It's a master built. It lists the pork as a shoulder butt. I was going to cut it so it would fit. Helping cook time is a great benefit. Should I trim it down? I usually trim excessive fat. 

I plan to use apple on both and then freeze them with some apple juice.


----------



## alex-v (Mar 24, 2005)

NittanyDoug said:


> IShould I trim it down? I usually trim excessive fat.


No, no and no. Do not trim the fat. There is no excess fat to trim. Remember when cooking pork that "pork fat rules".

Pork fat is what helps to keep the meat moist. Pork fat also has the benefit of being a good absorber of spices and flavorings that you are adding to the meat.

Read up on all the threads on the cooking forum on this msg board and see how often people complain about their pork becoming dry and tasteless. Lack of pork fat.

Because of misconceptions by the average American household cook they have been asking for pork with less fat. American pork farmers have been breeding meat hogs for less fat to meet that misconception and we now have dry pork to often. Maybe you do not remember it but years and years ago we could buy pork fat for sausage making but not anymore. The sausage companies are buying it up before it can hit the retail market because the pork they use does not have enough fat for most sausages.



NittanyDoug said:


> I plan to use apple on both and then freeze them with some apple juice.
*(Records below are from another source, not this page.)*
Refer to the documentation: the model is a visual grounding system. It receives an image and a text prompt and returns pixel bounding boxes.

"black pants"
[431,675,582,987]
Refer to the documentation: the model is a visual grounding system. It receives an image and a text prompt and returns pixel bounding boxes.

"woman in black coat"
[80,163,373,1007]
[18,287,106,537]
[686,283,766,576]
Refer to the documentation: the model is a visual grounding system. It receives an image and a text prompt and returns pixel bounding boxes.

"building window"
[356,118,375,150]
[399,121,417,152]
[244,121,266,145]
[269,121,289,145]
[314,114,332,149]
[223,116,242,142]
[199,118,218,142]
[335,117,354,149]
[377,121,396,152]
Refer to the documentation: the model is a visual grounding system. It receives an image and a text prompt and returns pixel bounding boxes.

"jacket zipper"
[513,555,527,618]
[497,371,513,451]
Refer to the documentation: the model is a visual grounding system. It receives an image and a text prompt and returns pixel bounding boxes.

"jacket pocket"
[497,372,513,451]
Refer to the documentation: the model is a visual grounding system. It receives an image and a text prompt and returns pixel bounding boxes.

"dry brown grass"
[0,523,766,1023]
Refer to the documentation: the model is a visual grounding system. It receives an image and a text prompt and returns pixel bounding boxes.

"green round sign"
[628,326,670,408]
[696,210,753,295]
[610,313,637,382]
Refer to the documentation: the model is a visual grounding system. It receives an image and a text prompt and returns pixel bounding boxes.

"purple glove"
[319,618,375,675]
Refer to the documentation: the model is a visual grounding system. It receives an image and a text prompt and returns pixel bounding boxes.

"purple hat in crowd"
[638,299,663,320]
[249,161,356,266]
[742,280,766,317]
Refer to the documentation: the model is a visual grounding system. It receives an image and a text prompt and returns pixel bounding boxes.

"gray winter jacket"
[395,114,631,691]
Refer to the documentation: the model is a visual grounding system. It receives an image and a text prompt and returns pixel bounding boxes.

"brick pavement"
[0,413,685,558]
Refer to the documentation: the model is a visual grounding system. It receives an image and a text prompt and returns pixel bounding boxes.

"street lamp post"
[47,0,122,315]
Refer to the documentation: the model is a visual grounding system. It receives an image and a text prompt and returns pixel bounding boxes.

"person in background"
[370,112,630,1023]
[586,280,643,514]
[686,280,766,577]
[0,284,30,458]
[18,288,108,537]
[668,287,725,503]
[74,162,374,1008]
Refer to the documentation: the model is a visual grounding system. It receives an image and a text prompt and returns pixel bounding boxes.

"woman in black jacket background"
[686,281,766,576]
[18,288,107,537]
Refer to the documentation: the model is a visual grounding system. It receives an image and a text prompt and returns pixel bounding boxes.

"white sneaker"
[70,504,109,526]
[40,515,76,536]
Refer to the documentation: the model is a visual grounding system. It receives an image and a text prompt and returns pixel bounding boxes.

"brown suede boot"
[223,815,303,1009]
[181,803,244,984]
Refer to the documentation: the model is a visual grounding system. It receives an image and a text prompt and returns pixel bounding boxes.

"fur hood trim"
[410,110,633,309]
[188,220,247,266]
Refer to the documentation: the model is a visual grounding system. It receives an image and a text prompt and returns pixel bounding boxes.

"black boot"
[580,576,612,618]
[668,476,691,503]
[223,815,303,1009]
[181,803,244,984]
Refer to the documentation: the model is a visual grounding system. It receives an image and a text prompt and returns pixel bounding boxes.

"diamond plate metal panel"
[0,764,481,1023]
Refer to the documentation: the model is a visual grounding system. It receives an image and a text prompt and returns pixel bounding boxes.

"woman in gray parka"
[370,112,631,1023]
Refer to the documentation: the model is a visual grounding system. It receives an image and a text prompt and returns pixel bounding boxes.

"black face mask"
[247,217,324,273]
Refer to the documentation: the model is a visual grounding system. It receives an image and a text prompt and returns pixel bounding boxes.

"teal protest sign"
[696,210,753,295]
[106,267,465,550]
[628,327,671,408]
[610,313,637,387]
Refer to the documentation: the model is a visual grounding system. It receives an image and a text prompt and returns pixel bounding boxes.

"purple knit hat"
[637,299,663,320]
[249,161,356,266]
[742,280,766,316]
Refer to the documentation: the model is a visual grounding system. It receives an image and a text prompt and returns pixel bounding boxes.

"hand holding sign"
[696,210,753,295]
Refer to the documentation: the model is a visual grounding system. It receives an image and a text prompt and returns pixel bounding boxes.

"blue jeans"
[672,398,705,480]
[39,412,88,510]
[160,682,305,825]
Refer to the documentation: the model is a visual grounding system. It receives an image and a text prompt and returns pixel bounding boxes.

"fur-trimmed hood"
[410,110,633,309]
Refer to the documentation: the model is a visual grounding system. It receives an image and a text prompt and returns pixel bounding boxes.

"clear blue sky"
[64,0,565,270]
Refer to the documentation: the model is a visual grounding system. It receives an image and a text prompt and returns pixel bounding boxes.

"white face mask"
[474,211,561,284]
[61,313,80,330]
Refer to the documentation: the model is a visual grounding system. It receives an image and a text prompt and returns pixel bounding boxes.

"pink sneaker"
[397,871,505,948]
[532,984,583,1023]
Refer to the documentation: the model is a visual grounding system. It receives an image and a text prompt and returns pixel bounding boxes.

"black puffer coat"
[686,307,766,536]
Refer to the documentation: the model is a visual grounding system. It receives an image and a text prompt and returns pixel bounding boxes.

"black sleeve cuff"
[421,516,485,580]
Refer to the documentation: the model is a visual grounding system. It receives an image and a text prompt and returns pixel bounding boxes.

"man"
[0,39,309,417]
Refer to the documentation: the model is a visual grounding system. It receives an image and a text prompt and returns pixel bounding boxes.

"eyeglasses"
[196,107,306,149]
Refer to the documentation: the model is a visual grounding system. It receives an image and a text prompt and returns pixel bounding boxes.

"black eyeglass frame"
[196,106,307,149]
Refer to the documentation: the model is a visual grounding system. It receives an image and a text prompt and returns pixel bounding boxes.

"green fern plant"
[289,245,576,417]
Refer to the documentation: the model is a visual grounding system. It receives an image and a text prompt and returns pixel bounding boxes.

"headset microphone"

Are you meaning to freeze left over meat in some apple juice?? Interesting. Something I will have to think about.



NittanyDoug said:


> I'm going to do the chicken pulled style.


You mean that you will be shredding the chicken after it is cooked rather than serving it as pieces??

If so, you could still cook it over beer cans. That would cook it faster, more evenly, cook it so it is moister and (best of all) give it some great flavors.


----------



## DEDGOOSE (Jan 19, 2007)

NittanyDoug said:


> It's a master built. It lists the pork as a shoulder butt. I was going to cut it so it would fit. Helping cook time is a great benefit. Should I trim it down? I usually trim excessive fat.
> 
> I plan to use apple on both and then freeze them with some apple juice.


I trim if their is excess leaving a thin fat cap, only so much fat is gonna render leaving a hunk you will most likely discard and less rub adhered to the actual meat as that side of rub will be discarded on the outside of a glob of fat.. 

The second part of your post about freezing has me confused.. You plan on cooking at an earlier date for a later event.. The apple juice would be fine.. When resting and shredding your meat, save any residual juices, pour juices in, vacuum seal.. Day of cooking place vacuum sealed bag of meat in boiling water until hot and serve.. The vacuum seal ensures minimum moisture is lost in re heating process. 

But your still better off cooking,shredding, serving same day.. 

And please skip the beer can..


----------



## NittanyDoug (May 30, 2006)

I've done the freeze in apple juice before. I use the juice from pulling, add some apple juice or cider and freeze it over night then I vacuum seal it. 

The chicken will be smoked and pulled as well. 

I always leave some fat but I agree with dedgoose that if it's too much that I'd be throwing out and not getting seasoning on the meat. I'll trim it not make it devoid of fat.

I agree doing it the same day is best but timing just doesn't work out.


----------